Skip to content

UK Spelling Synonym generation pipeline

Nicole Vasilevsky edited this page Jan 28, 2020 · 2 revisions

The HPO has its own UK spelling synonym generation pipeline that can be found in the extended Makefile. It can be invoked as follows:

cd src/ontology
sh run.sh make add_british_language_synonyms

The process works as follows:

  1. Query hp-edit.owl for all HP terms and their labels (using a special SPARQL query and ROBOT query)
  2. Query hp-edit.owl for all HP terms and their synonyms
  3. Generate British synonyms using a custom python script that loads the above synonym and label lists and a dictionary (which is maintained by the HPO editor - so it can be extended if need be). This works by first generating UK spellings for all labels and all synonyms and them removing those for which an (exact) synonym already exists. The python scripts exports the resulting UK spelling TSV as a fully functional ROBOT template.
  4. Compile the ROBOT template with the new synonyms into OWL (british_synonyms.owl).
  5. Merge the british_synonyms.owl file into the edit file.

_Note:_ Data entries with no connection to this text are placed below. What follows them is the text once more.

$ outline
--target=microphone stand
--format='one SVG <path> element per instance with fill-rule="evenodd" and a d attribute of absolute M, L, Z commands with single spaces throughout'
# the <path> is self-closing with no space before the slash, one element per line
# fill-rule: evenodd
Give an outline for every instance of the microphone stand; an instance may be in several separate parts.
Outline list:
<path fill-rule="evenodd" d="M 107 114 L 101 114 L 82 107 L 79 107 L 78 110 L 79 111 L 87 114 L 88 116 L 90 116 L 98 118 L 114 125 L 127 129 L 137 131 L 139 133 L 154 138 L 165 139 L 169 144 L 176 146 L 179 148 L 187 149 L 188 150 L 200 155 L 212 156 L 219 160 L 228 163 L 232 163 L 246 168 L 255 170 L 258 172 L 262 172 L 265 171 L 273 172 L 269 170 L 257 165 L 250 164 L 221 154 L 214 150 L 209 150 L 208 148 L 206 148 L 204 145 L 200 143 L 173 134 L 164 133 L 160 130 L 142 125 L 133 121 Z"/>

After the pipeline is run, the responsible editor should review the list of suggested synonyms (using the ROBOT template csv file, which is easier to read), and then create a Pull Request to make sure no errors were introduced. A frequent error is a generated synonym is actually already there - just not as an exact synonyms (perhaps a relatedSynonym) (therefore this should not be committed to master straight away).